Preamble
This isn't the usual sort of thing I like to write about and certainly isn't what I created this Substack for, but there are a lot of art portfolio investment funds advertised recently and I wanted to share some information about how the art industry works to help inform my readers. I'll keep this brief rather than waffle on and try to make it interesting because I'd rather be writing about my predictions for the economy and shares (which are pessimistic at the moment) and it'll make this a quicker read.
How The Art Investment Industry Works
In short, the art investment industry is all about tax breaks for the in-crowd. Because of this, it's almost impossible to buy a painting that will later be worth millions. Let me explain how it works. Important art galleries decide which artists' art they will sell, millionaires buy that art from those specific art galleries, hold onto the art for a few years then sell it to each other via those same galleries (art brokers) for an agreed mark up. The ownership of that art might transfer between millionaires a few times, appreciating in value each time. Finally the cycle ends with the millionaire getting a valuation on that art (which reflects it's past rate of growth and is well above what they last paid for it), gifting it to a museum and getting a tax break that's greater than the amount of money that they paid for the art.
Because the whole thing is about money (specifically being part of orchestrating that tax break at the end), it's important that the art doesn't get into the wrong hands in case the art's next transaction is not managed correctly. If not managed correctly, this could damage the value of the artist or legitimacy of other transactions in the scheme and affect the wealth of everyone who's invested in that artist. Therefore art galleries / brokers carefully control which artists and buyers are selected to be part of the cycle. In other words, if you're not part of the in-crowd, you probably won't even be allowed to buy the art from those galleries.
This means that it's unlikely that you will be able to be part of this cycle and therefore unlikely that an investment in art will appreciate. Because the end goal is to get a tax break, while having enough transactions that appear to be legitimate arms-length transactions (and sort of are, but at the same time really aren't), I feel that it's unlikely (though not impossible) that an art fund would be trusted to be part of the in-crowd.
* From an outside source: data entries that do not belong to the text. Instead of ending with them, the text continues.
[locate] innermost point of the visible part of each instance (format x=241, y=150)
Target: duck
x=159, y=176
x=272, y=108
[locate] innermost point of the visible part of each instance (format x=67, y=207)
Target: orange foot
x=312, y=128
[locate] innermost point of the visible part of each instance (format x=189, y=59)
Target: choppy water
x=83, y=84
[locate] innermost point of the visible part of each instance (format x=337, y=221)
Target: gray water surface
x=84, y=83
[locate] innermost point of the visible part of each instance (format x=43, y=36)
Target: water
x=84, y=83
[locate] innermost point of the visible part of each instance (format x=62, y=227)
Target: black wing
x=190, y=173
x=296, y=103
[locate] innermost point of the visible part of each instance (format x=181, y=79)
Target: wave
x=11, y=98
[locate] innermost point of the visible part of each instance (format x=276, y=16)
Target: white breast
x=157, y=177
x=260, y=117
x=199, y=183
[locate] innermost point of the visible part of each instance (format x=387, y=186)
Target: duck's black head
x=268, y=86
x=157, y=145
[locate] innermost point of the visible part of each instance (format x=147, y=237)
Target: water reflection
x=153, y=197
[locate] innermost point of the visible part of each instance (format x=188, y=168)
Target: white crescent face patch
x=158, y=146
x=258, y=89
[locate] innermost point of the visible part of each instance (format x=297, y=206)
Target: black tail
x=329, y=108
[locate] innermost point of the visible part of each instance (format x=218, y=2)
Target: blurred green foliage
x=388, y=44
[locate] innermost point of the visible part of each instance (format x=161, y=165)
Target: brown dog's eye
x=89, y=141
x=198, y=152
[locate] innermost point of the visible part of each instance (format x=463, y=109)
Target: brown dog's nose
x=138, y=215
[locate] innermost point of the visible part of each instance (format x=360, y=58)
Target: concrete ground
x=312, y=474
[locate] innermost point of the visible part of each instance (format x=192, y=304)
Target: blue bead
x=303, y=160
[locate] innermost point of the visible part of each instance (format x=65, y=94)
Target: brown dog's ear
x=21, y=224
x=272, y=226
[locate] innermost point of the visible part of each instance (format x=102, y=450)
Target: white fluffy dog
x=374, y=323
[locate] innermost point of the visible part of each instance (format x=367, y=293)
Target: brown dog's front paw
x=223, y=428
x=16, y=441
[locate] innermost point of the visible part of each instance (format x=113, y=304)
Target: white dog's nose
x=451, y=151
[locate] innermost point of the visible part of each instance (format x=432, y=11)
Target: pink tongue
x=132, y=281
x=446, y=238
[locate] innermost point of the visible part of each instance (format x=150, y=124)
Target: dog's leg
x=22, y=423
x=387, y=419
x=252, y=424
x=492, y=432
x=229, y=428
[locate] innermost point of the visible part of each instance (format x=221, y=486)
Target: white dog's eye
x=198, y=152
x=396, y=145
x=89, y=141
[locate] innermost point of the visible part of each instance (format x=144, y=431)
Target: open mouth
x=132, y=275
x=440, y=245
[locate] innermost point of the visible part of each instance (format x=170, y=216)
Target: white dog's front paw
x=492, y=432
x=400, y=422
As with any investment into any kind of fund, it's important to look at the trading history, confirm underlying value, check if it's independently audited and what kind of audit, check if it's registered with the FMA (I understand foreign companies don't have to, but why wouldn't you if you were specifically advertising in NZ?), check the fees, read the fine print, find out how hard it is to exit and what commitments and rules there are about distributions and read anything you can about the company and it's board, etc. Personally, my feeling is that the art industry is too shady to invest in and there are other options around that are well regulated alternatives.